# owning or buying a silencer in GA??



## Jim Thompson

was having a discussion about this yesterday...buddy said he can buy one or own one.  I said no you cant.

whats the law here?


----------



## JW771

You can own one, you just have to pay the ATF tax on it.


----------



## Big M

It has to be a Class III buy


----------



## Jim Thompson

ok so its legal in GA?  guys, good info thanks.....although I lost the bet


----------



## edge

Well......it IS illegal not only in GA but in the whole US, unless you have the special class license.....which most folks don't have. So maybe you won the bet.....


----------



## Jim Thompson

he mentioned a class III license, so I still lose


----------



## DYI hunting

There is some big money involved between the cost of the silencer and the tax stamp.  Way too expensive to make it worth it IMO.

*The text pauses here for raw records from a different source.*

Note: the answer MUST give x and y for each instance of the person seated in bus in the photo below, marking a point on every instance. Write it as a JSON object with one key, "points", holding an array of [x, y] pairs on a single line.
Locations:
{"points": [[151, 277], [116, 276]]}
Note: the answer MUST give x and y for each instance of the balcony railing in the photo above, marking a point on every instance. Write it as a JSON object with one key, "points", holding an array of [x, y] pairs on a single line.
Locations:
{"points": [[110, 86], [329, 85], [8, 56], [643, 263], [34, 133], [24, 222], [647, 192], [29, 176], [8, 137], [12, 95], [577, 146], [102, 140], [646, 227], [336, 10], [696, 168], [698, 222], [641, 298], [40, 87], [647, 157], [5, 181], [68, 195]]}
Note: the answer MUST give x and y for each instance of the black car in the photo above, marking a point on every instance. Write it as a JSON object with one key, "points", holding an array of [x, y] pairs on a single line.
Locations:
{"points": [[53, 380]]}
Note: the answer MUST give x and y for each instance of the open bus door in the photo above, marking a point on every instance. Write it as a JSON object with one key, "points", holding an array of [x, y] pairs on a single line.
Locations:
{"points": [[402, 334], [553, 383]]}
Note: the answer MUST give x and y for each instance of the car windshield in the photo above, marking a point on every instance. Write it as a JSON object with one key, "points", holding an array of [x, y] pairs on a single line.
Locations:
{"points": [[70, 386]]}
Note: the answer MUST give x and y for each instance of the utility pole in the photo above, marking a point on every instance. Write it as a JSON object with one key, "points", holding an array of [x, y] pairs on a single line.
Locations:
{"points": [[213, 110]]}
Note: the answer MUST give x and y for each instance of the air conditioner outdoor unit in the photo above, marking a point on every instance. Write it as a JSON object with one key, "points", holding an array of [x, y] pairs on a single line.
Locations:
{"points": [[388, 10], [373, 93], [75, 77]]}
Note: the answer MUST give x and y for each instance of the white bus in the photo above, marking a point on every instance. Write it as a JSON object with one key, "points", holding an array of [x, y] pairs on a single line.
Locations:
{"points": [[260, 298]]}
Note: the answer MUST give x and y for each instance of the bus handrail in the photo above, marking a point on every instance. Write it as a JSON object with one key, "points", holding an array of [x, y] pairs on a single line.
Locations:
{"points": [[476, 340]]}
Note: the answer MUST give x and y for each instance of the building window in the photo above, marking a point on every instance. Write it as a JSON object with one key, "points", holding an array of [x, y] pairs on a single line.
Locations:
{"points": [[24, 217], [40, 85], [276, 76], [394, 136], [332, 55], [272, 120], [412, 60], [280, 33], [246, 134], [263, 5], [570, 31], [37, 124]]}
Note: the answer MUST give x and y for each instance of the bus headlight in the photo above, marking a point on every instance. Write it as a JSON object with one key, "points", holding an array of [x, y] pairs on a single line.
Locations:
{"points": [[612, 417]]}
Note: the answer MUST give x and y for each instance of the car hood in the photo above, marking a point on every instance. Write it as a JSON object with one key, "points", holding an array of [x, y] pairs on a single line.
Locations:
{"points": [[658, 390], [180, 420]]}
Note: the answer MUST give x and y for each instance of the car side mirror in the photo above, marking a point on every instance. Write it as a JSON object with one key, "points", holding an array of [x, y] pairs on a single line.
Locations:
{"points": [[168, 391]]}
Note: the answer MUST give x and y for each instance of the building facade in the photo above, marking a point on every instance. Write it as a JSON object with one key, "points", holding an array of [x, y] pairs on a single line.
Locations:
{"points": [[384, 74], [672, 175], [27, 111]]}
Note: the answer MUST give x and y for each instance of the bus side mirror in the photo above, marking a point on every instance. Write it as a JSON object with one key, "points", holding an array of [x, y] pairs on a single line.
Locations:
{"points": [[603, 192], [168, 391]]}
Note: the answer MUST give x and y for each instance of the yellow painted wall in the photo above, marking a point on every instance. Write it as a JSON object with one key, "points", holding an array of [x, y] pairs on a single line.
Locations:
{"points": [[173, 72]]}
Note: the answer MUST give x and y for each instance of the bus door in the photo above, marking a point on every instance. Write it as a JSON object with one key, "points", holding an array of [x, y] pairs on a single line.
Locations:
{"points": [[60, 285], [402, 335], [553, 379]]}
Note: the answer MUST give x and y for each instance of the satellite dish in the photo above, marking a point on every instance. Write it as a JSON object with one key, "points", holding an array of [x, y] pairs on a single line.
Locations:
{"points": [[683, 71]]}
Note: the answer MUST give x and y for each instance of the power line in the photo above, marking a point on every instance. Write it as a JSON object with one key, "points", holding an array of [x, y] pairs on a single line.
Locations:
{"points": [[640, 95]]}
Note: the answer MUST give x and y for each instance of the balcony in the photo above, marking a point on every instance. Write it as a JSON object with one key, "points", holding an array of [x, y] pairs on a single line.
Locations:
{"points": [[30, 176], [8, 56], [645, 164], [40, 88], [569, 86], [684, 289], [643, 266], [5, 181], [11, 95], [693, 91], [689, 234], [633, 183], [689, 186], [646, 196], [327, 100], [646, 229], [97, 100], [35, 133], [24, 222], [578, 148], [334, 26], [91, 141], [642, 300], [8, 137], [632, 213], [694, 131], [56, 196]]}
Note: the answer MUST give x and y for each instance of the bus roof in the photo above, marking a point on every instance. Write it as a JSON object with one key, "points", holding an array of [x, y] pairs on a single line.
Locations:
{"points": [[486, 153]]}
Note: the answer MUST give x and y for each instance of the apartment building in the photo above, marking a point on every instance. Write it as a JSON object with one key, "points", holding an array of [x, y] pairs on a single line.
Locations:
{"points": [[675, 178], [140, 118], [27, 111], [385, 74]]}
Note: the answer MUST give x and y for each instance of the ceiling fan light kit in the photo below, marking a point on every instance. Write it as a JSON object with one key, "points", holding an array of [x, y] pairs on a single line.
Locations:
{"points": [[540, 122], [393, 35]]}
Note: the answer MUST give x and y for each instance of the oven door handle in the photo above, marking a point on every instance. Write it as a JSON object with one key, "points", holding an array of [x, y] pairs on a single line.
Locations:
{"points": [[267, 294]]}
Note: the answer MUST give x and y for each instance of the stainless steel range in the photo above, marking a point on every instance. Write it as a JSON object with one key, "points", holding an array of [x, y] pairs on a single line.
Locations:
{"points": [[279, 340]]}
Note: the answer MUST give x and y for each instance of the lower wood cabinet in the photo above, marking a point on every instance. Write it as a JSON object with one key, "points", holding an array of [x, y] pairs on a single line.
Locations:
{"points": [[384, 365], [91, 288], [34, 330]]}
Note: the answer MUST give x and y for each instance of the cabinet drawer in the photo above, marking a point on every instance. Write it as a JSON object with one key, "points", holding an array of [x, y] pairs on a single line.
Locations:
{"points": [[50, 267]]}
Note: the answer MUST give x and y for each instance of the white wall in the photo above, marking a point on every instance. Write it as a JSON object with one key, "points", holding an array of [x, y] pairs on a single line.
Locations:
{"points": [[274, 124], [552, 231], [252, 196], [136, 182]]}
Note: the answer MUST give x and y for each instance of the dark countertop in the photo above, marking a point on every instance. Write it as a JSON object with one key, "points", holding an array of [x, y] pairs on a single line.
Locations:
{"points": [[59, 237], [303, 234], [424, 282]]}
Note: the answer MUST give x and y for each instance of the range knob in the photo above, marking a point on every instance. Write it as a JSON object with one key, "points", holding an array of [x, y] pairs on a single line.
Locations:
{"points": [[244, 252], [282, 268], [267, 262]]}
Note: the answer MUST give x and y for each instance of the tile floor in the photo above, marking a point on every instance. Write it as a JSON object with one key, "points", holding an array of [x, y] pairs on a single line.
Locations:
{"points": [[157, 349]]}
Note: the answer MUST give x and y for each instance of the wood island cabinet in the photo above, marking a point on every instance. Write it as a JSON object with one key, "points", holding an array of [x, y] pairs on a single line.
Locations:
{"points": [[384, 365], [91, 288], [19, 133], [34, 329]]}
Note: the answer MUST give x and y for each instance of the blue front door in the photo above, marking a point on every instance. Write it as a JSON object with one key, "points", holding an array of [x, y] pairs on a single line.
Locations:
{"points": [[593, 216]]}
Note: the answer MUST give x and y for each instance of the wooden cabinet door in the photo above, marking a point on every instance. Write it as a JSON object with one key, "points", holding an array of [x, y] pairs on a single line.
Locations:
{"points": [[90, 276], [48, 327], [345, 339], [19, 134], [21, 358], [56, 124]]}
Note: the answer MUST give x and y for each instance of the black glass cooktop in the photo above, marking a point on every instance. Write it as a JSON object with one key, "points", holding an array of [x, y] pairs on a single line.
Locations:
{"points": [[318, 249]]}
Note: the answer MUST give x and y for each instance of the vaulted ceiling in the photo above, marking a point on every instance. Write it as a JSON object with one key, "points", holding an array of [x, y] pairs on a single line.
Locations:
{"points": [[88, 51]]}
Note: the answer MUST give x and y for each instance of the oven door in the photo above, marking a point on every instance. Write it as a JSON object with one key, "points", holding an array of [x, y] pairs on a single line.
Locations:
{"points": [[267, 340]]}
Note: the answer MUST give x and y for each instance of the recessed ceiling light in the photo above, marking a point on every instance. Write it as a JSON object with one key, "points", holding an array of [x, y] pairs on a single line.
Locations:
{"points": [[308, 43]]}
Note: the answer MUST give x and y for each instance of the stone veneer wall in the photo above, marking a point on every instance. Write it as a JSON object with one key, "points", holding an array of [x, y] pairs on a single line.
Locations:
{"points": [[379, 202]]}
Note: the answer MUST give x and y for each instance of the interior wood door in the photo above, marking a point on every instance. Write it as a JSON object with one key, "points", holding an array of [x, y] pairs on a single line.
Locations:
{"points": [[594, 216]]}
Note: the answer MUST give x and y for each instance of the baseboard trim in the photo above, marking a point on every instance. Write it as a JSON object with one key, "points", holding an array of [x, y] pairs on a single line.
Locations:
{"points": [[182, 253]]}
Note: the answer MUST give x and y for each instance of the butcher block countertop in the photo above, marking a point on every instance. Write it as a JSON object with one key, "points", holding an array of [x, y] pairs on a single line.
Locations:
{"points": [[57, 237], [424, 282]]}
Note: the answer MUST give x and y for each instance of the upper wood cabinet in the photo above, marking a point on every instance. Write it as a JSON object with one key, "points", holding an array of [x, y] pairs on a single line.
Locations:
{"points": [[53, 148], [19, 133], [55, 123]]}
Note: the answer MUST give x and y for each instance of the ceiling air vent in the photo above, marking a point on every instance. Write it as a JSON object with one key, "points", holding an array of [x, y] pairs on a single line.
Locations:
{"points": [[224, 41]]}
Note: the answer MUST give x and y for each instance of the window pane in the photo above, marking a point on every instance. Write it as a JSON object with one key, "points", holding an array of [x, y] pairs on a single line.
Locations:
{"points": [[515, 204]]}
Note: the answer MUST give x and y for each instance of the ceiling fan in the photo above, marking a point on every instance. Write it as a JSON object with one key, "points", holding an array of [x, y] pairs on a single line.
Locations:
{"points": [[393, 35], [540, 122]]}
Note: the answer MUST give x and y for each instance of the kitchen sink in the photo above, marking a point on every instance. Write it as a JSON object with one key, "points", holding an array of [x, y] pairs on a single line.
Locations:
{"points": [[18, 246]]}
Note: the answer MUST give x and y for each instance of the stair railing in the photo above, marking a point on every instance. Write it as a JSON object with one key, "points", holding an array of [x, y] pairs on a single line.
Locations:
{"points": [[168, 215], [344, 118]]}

Plus, any supersonic round will still crack as it breaks the sound barrier.  Subsonic rounds are quieter, but not Hollywood quiet.


----------



## Razorback

In GA 
1.    Yes you can buy a suppressor,
2.    Yes you can own one,
3.    Yes you can even make your own,
. . . but . . .​
1.    You have to buy it from a Class III ATF licensed FFL dealer.
2.    You have to pay a $200 tax per each suppressor & every time it is sold the $200 has to be paid buy the buyer.
3.    If you make your own you will need to have your FFL, pay the $200 tax and fill the RIGHT form out correctly.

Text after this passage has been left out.